1975 yılında Amerika’dan transfer kız kardeşimin basketbol topunu kullanarak bize beyzbol öğretmeye çalışmasını ise daha önce, değil bunun nasıl oynandığını seyretmek, adını bile duymamış biz çocuklar için öğrenmesi biraz ütopik bir deneme oldu. Daha sonraları kıta Amerika’sını ziyaret ettiysem ve orada birkaç beyzbol karşılaşmasını, ama beyaz camdan, seyretsem de bir türlü ısınamadım. Halbuki aynı yerde oynanan Amerikan futboluna karşı değişik bir ilgi duyar olmuştum. O geziden sonraları HBB televizyonunda gece yarısından sonra yayınlanan AMERİKAN FUTBOLU karşılaşmalarını seyretmek uğruna çok uykusuz kaldığım olmuştur. Sonuç olarak dört seferde toplam 10 yardalık (9 metre) bir yolu kat ettirmeye çalışmak gibi basit sayılabilecek bir konu üzerine oturtulan Amerikan Futbolu İzmir’de oturduğumuz sıralarda bu oyunu oynamak üzere lojmanlarından okullarına giden NATO subayı çocuklarının Alsancak sokaklarında dolaşırken gördüğüm sıralarda dikkatimi çekmişti.

VOLEYBOL her ne kadar bir zamanlar okulda oynadığım bir sporsa da aynı öneme sahip HENTBOLU ne oynamışlığım ne de seyretmişliğim vardır. Hentbol nedendir bilemem ama yok saydığım ve benim ordinaryüs spor seyirciliğime bir utanç lekesi olarak yapışan bir spordur.

İstanbul’un ilk alışveriş merkezi olan Galleria’nın üst katında bulunan Fame City eğlence merkezinde ise BOWLİNG sporunun cazibesine kapılıp uzun zamanlar bu mekana gidip gelmemde büyük bir dürtü olmuştur. Lobutları ağır üç delikli top ile devirme esasına dayanan bu oyunu oynadığım her defasında mutlaka 100 sayısının üzerine çıkma gibi pek de kolay elde edilemeyecek bir gizli başarının da sahibi olduğumu biraz gurur biraz da alçak gönüllülükle itiraf etmeliyim.

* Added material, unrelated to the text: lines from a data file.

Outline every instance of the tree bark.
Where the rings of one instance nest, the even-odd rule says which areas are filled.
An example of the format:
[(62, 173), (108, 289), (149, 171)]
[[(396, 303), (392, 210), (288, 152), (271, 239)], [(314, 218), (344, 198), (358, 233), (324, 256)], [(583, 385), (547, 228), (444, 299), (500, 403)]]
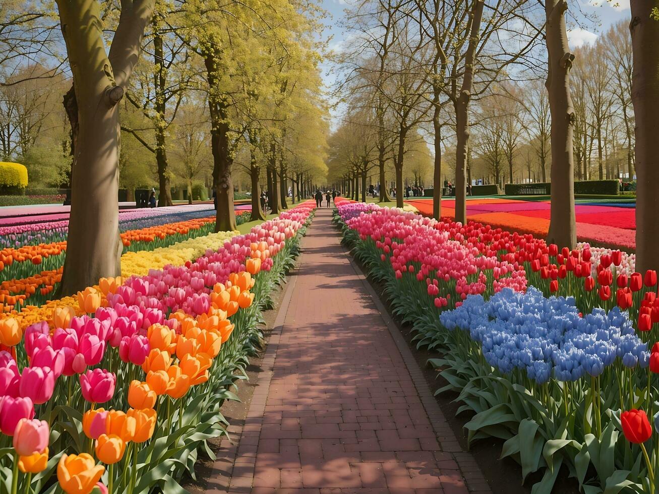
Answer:
[(442, 123), (440, 121), (440, 93), (435, 90), (432, 113), (432, 127), (435, 131), (435, 163), (432, 175), (432, 217), (442, 217)]
[[(165, 113), (167, 103), (165, 92), (167, 90), (167, 69), (165, 67), (165, 55), (163, 52), (163, 38), (158, 29), (158, 22), (154, 21), (154, 80), (156, 87), (154, 109), (156, 114), (156, 162), (158, 167), (158, 207), (169, 206), (171, 201), (171, 188), (169, 185), (169, 163), (167, 159), (167, 146), (165, 143)], [(188, 200), (192, 204), (192, 197)]]
[(96, 0), (58, 0), (78, 107), (71, 211), (60, 295), (121, 273), (119, 233), (119, 119), (117, 103), (140, 55), (154, 0), (122, 5), (109, 53)]
[(566, 0), (545, 5), (548, 74), (546, 86), (552, 114), (552, 202), (548, 241), (559, 247), (577, 244), (575, 222), (573, 133), (575, 111), (570, 94), (569, 52), (565, 30)]
[(636, 117), (636, 270), (659, 269), (659, 21), (652, 18), (656, 2), (631, 0), (634, 68), (631, 101)]

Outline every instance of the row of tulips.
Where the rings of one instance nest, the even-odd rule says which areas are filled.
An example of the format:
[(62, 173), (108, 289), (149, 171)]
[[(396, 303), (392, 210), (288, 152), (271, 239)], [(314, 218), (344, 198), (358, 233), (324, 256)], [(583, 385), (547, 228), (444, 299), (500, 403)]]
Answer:
[[(249, 211), (239, 217), (243, 220), (248, 219), (248, 213)], [(152, 268), (160, 269), (167, 264), (180, 264), (196, 259), (209, 247), (221, 243), (236, 233), (208, 233), (212, 231), (214, 225), (206, 223), (202, 227), (186, 233), (181, 230), (180, 233), (165, 236), (163, 241), (165, 244), (169, 244), (176, 238), (183, 239), (168, 246), (157, 247), (156, 242), (149, 242), (144, 245), (142, 250), (127, 252), (121, 256), (122, 275), (144, 275)], [(155, 228), (150, 227), (150, 230)], [(206, 234), (202, 235), (204, 233)], [(134, 244), (133, 246), (135, 245), (136, 244)], [(20, 309), (26, 302), (32, 304), (44, 303), (49, 299), (56, 285), (61, 281), (62, 272), (61, 266), (55, 269), (42, 271), (26, 278), (0, 282), (0, 312)]]
[[(237, 224), (248, 221), (249, 211), (239, 211)], [(120, 234), (124, 252), (167, 247), (186, 238), (208, 234), (215, 229), (214, 217), (198, 218), (128, 230)], [(0, 277), (11, 281), (53, 271), (64, 265), (66, 240), (25, 244), (0, 250)]]
[(523, 478), (544, 472), (536, 493), (559, 472), (589, 494), (655, 492), (656, 273), (620, 251), (340, 200), (336, 221), (418, 346), (442, 354), (438, 392), (475, 412), (470, 442), (505, 440)]
[(185, 491), (312, 210), (0, 319), (3, 491)]

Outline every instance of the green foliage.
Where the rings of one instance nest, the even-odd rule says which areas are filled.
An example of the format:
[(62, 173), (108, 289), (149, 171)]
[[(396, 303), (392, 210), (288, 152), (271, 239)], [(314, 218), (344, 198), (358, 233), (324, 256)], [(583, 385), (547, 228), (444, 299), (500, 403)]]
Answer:
[(27, 168), (17, 163), (0, 161), (0, 192), (20, 194), (27, 186)]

GırGır dergisi yayındayken bir kış olimpiyatları sırasında televizyonda yayınlanan CURLING oyunu da kurallarını iyi bildiğim ama oynama fırsatını ve imkanını yakalayamadığım bir spordur.

Fame City deyince aklıma gelen bir başka spor, bir önceki paragrafta anılan Curling oyununun benzeri, ismini tam olarak hatırlayamadığım ama “BOARD HOCKEY” gibi bir şey olması gereken, üstü dümdüz ve metal oyun kürelerinin kolay kayması için talaş dökülmüş ve dört bir yanı kontrollü oynamayı gerektiren hendekler olduğu için dikkatin ve yoğunlaşmanın zirve yaptığı bir oyundur.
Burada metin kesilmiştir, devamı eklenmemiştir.